There’s only one way I’m aware of to consistently pull all of this off. That’s to determine safe access, departure and stand placement, before one ever begins clearing or breaking dirt. After learning how the deer use your ground and anticipating how the change will impact deer movements, the next step is figuring out how to hunt is safely. Simply put, if one can’t access, depart and hunt the stand without getting busted, the area isn’t right for a kill plot. Keep looking until one is found or, worse case, select the least potentially damaging sites that still will provide a high odds kill plot.

An important factor in killing ancient bucks like this in kill plots is for them to never sense danger on the plot. Determining access, departure and safe stand locations before trees are cleaned or the ground is broken is the key to pulling that off.

With that done, build the kill plot around the stand location, not the more common reverse of that. When clearing the plot, one can use the removed trees and brush to create blockades. Use that to your advantage by blocking the areas you don’t want deer to enter or exit, while leaving ample, easy to travel areas where it is both safe and within shooting distance of the stands.

The Redneck Advantage

This is where Rednecks offer a huge advantage. Unlike various tree stands, Rednecks can be placed darn near anywhere, in that they don’t require a suitable stand tree. Certainly, they are benefitted from being able to blend the blind into cover, but even that isn’t a must have. In just the past season, we’ve taken both a 5.5 and a 6.5 year old buck, as well as my daughter’s first doe out of Redneck hunting blinds that are sitting in wide open fields.

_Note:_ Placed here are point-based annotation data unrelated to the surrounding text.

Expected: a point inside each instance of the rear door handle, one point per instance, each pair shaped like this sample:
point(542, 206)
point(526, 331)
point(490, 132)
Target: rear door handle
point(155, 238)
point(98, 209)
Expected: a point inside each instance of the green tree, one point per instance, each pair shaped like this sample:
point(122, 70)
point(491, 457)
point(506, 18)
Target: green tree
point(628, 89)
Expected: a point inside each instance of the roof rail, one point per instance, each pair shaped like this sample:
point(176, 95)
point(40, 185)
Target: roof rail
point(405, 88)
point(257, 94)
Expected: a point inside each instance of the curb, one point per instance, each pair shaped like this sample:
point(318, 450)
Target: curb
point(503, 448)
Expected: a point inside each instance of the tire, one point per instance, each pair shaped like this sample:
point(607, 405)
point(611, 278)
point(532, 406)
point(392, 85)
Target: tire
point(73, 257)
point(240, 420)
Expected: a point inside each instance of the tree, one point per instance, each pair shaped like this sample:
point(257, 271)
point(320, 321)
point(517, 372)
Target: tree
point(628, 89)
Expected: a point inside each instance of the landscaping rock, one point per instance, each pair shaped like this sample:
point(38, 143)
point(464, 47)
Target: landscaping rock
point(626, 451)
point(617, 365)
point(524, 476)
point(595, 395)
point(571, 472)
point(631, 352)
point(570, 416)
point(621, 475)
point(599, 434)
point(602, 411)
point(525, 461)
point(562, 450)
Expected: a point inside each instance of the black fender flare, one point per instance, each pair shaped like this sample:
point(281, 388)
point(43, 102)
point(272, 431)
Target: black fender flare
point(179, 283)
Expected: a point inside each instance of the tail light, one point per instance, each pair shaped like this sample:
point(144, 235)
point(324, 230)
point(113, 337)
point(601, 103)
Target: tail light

To pull this off, two things must be done. They can only be hunted on safe winds and the deer can’t see the hunter entering or existing the Redneck. So long as the hunters are careful and don’t give deer reasons to associate danger with the blind, a Redneck can be effectively placed in the open.

The Redneck Blind Buck Palace

Not only do Rednecks hunting blinds eliminate the need for an acceptable tree being where we need it, their complete enclosure allows us to safely hunt them in a much wider area, while also helping to contain scent.

One still needs to determine where the hunting blind will be set before clearing or ground breaking begins. However, Redneck users have far more flexibility in the precise placement of the blind than tree stands offer. As an added bonus, keeping the backside windows closed further reduces the odds of a rogue wind swirl educating deer.

Conclusion

To truly get the best hunting opportunities a property has to give, the trick is not allowing the deer to know we’re hunting them on that ground. When we successfully pull that off, our hunting grounds have the strong tendency to keep getting better and better with each passing day of season, as the neighboring hunting pressure pushes deer to what they see as their sanctuary on our grounds.

One can still hunt a property hard, while realizing that advantage. To do so, simply use your habitat improvements to create high odds, low impact stand sites. Determine how to get to and from, as well as hunt a location safely and you’ve got the game licked. Luckily, Rednecks make that even easier for us.